Вера машинально крутила в руках материнские очки. Горка телеграмм лежала перед ней. Соболезнования. От учеников, от сослуживцев. Куда их девать? Выбросить невозможно, хранить глупо. Надо спросить у мамы – мелькнула привычная мысль. И еще глубоко-глубоко таилась обида: ну почему именно сейчас, когда ее присутствие так важно… Экзамены начнутся совсем скоро. Надо звонить кому-то на кафедру, Анне Мефодиевне или Гале… Все мамины ученики… И Шурик какой-то странный, деревянный – сидит в своей комнате, запустил оскорбительно-громкую музыку…
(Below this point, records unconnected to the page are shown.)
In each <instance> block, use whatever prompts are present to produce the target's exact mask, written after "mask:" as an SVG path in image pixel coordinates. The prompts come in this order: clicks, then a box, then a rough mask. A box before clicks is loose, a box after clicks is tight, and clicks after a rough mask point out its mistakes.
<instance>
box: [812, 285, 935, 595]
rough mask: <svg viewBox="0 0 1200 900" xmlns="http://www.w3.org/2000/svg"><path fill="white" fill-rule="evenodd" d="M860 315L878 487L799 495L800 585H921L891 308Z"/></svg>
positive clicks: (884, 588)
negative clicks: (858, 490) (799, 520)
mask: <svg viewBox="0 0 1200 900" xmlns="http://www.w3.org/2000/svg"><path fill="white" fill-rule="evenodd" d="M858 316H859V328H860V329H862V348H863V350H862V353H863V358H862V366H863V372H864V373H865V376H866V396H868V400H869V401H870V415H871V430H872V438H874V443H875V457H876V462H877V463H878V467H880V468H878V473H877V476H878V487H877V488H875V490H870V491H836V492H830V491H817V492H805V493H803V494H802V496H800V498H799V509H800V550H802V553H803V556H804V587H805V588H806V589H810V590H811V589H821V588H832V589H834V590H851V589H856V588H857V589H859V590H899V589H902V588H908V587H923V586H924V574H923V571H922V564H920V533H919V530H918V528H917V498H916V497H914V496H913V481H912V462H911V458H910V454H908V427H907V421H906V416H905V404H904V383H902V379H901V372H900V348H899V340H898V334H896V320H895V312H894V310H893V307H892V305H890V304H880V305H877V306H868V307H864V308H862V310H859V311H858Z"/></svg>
А Шурик никакой громкой музыкой не мог заглушить огромного чувства вины, которое перевешивало в нем саму потерю. Он находился в оцепенении, подобном тому, которое переживает куколка перед тем, как, треснув по намеченному природой шву, выпустить из себя взрослое существо.
Утром, в одиннадцатом часу Вера пошла в театр, а Шурик остался в своей комнате с меланхолическим Элвисом Пресли и с убийственной ситуацией, которую он уже не мог изменить: это он, Шурик Корн, не пошел на экзамен, смалодушничал, закатился к Лилечке, не предупредил с ума сходящих женщин, довел, собственно говоря, бабушку до инфаркта, потом по совершенно непостижимому легкомыслию и идиотизму даже не навестил ее в больнице, и вот теперь она умерла, и в этом виноват лично он. Моральные реакции в нем происходили на каком-то биохимическим уровне – что-то менялось внутри, то ли состав крови, то ли обмен веществ. Он просидел так до вечера, прокручивая Пресли снова и снова, и к вечеру «Love me, baby» так прочно и глубоко записалось в сознании, что выплывало всю жизнь вместе с памятью о бабушке и о счастливом детстве, освещенном ее присутствием.
Он был любимым внуком и любимым учеником Елизаветы Ивановны, но также и жертвой ее прямолинейной педагогики: с ранних лет он был приучен в мысли, что он, Шурик, очень хороший мальчик, совершает хорошие поступки и не совершает дурных, но уж если дурной поступок вдруг случится с ним, то следует его немедленно осознать, попросить прощения и снова стать хорошим мальчиком… Но не у кого, не у кого было просить прощения…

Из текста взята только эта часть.